広島大学の吉田先生とお弟子さんのBingさんと長らくやっていた論文がようやく(×10)完成しまして、学術誌に投稿しました。日本の新幹線高速鉄道の研究になります。ここから見れます。

タイトル("Does Monopoly Slow Down the Bullet Train?")にあるように、競争の度合いによって新幹線の速さが変わるのかを定量的に分析しています。ざっくり言うと、1987年に日本国有鉄道(国鉄)の民営化が開始されました。これによって、本州(東京ー大阪間)の高速鉄道と在来線はJR東日本・東海・西日本に分割されることになります。

ご存じのように、在来線は熱海より東はJR東日本が、熱海ー米原間はJR東海が、そして米原より西はJR西日本が管轄していますが、運行上の理由から東海道新幹線は分割されずにJR東海が一社で管轄しています。新幹線と在来線は並行する形で運行しているわけですが(新幹線駅と在来線駅が一緒にないところも幾つかあります)、両者の運行会社が異なれば短・中距離では新幹線と在来線の競争が生まれることになります。逆に、一社で両方を管轄していれば、新幹線の客を在来線に奪われたとしても問題にはなりません。

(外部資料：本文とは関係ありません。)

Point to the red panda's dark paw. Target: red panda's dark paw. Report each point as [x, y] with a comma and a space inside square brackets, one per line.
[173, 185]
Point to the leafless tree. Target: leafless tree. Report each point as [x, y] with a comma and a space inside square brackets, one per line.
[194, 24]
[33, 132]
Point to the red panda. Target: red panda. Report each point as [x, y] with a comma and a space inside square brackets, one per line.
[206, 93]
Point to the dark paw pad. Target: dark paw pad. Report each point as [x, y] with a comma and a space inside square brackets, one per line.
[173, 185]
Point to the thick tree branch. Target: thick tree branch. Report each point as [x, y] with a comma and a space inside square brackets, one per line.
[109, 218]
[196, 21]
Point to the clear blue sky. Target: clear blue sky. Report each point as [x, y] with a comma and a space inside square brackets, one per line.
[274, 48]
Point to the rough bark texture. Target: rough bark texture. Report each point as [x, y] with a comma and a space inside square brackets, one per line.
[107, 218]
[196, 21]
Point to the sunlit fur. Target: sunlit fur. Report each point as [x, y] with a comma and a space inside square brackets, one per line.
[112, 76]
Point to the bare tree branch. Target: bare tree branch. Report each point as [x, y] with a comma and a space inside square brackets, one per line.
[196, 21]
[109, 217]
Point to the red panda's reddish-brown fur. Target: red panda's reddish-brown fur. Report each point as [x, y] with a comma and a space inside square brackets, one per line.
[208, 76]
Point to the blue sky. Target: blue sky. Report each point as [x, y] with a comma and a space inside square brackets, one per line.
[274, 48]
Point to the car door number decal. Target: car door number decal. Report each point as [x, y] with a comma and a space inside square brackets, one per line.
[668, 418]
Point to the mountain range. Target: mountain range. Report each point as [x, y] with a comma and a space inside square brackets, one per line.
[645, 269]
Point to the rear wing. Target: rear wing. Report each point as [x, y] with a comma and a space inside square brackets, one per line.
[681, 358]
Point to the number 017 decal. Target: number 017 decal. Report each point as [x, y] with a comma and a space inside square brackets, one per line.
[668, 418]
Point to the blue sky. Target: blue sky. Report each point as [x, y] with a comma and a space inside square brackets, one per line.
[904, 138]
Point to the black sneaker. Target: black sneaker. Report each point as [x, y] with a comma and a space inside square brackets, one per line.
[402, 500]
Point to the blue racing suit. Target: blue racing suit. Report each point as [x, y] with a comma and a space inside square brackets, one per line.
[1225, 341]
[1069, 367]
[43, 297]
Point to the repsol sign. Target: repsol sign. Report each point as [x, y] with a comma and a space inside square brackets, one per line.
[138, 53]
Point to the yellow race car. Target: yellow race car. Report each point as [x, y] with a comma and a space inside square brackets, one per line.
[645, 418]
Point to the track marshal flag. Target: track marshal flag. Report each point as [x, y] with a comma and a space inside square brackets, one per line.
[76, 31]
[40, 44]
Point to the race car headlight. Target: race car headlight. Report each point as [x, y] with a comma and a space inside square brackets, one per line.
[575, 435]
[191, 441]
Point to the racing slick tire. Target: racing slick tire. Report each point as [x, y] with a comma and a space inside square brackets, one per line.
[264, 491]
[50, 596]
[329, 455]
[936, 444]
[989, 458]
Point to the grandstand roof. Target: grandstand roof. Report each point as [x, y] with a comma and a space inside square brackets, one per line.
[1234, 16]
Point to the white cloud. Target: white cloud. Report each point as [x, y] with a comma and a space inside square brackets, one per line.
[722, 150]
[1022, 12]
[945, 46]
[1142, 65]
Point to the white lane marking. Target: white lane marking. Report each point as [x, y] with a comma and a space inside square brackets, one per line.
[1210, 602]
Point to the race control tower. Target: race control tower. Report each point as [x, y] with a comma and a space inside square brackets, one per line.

論文では、この競争の程度の違いを利用して、競争が新幹線移動の価格(利用者の時間的費用)に与える影響を分析しています。分析結果は、(JR東海による新幹線・在来線の独占によって)競争が存在しない区間では、100kmの移動において約6分程度の時間的費用の増加が見られることを示しています。

二重差分法(DID)の共通トレンドの仮定を必要としない不均一トレンド・モデル(heterogenous time trend model)の推計などを含む様々な検証を経ても、この結果は頑健です。

高所得国・低所得国を問わず、これまで多くの公共サービスを提供する国有企業が民営化されてきました。自然独占の形態をとることが多い公共サービス部門の民営化においては、地域ごとに分割する地域間競争よりも同一地域内での競争を確保することがサービスの価格・質を高めるために重要であることが示唆されています。